Recently, a friend lent me the essay collection, Video Green. In it, Chris Kraus starts off with a longer, segmented piece entitled “Art Collection.” There are some very important sections about the LA art scene, about the way the art world has been held hostage by MFA programs. These are at once theoretical and critical of what theory can do to art. Then she talks about a very nice real estate lawyer in LA, and a man who crossed the border from Mexico and opened a gallery. She talks about moving to Hudson Falls, New York, where a poet and art collector named William Bronk lived. His poems are, she writes, “intellectually elegant, annealed and raw… tiny arguments for the power of intangibility, mounted with a gravelly kind of pragmatism.” Also, she tells us about an S/M affair that she began online with a man named Martin.
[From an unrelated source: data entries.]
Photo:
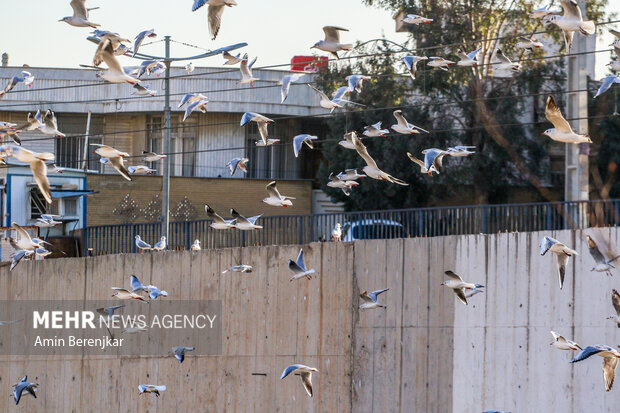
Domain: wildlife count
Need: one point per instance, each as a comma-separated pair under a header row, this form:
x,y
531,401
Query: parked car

Again, I’m brought back to the boredom of Didion’s airport. Or the boredom of waiting in the car while running errands with my father, which is how I first discovered magazines like Granta, stuffed into a bag with a newspaper or tossed onto the floor of the back seat. Kraus writes for a while about something that bores or bothers her. Then she talks in a slightly less academic voice about something she admires. And then she leads us, with little warning, to a moment of actual, physical excitement. All the while describing a man who, quietly and alone, enjoyed art in his room. This shift in subject matter can’t help but make the earlier sections seem dry, and the unceremonious turn is executed with a kind of cockiness that I appreciate. “What?” She seems to be saying. “I’m just telling you a story.”

I like how Didion admits to daydreaming when she should have been paying attention. In “Why I Write,” she describes how it was difficult for her to finish her degree because she let her mind flit toward random images instead of the lecture on Milton. “In short my attention was always on the periphery, on what I could see and taste and touch, on the butter, and the Greyhound bus.” Maybe what I am trying to say is that I like essays that remind me of traveling. They lie low. They don’t try quite so hard to prevent me from being bored. They are confident enough to admit that they are nothing more than a rug, and in doing so, have the ability to take it out from under me.



Aisha Sabatini Sloan's book of essays, The Fluency of Light: Coming of Age in a Theater of Black and White was published by the University of Iowa Press in 2013. She is currently a contributing editor for Guernica: A Magazine of Art & Politics.